I didn't carefully analyze the reason, just replaced the original method of calculating diversity with the code in the original annotation section, and obtained a non zero value. https://github.com/arneschneuing/DiffSBDD/blob/main/analysis/metrics.py#L196 I checked the sdf file and found that the generated molecules have no edges. AndI retrained the model and obtained effective results evaluating with original code.
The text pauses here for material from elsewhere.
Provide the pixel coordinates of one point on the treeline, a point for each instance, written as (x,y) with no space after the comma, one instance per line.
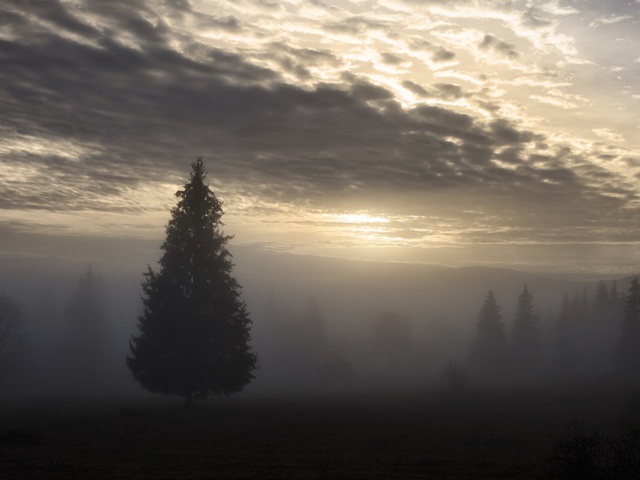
(595,335)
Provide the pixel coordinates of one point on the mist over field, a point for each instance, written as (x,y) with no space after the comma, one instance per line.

By the way, in the text, regarding ca_only model doesn't have a cutoff set, but it's too big for me , I set a limit on the cutoff and achieved effective results. Does this value only affect the number of edges when generating the graph?
Yes, it determines which atoms (nodes) are connected in the graph that the neural network processes.
Hello, thank you for your previous question. Unfortunately, I was not able to fully replicate the process, but I used the same calculation method to evaluate the ligands generated by the model. I have two more questions now. 1. The generated ligand files have "row" and "processed" versions, as well as another folder containing paths and scores. I am not sure what they specifically mean. Could you provide some explanation? 2. The generated ligands do not have the bond relationships between atoms, so they are actually discrete points. How do you think about this issue?